General optimality of the Heisenberg limit for quantum metrology

TL;DR

This paper provides a comprehensive proof that the Heisenberg limit represents the ultimate sensitivity bound in quantum metrology, reconciling physical resource definitions with information-theoretic principles.

Contribution

It offers a general optimality proof of the Heisenberg limit by connecting physical resource measures with information-theoretic query complexity.

Findings

Heisenberg limit is the ultimate sensitivity bound in quantum metrology

Resolves paradoxes suggesting sensitivities beyond the Heisenberg limit

Links the Heisenberg limit to the Margolus-Levitin bound, not Heisenberg's uncertainty

Abstract

Quantum metrology promises improved sensitivity in parameter estimation over classical procedures.
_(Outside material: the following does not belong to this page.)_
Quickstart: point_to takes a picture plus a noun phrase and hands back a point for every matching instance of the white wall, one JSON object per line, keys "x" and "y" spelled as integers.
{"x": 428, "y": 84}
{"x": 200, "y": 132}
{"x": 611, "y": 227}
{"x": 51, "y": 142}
However, there is an extensive debate over the question how the sensitivity scales with the resources (such as the average photon number) and number of queries that are used in estimation procedures. Here, we reconcile the physical definition of the relevant resources used in parameter estimation with the information-theoretical scaling in terms of the query complexity of a quantum network. This leads to a completely general optimality proof of the Heisenberg limit for quantum metrology. We give an example how our proof resolves paradoxes that suggest sensitivities beyond the Heisenberg limit, and we show that the Heisenberg limit is an information-theoretic interpretation of the Margolus-Levitin bound, rather than Heisenberg's uncertainty relation.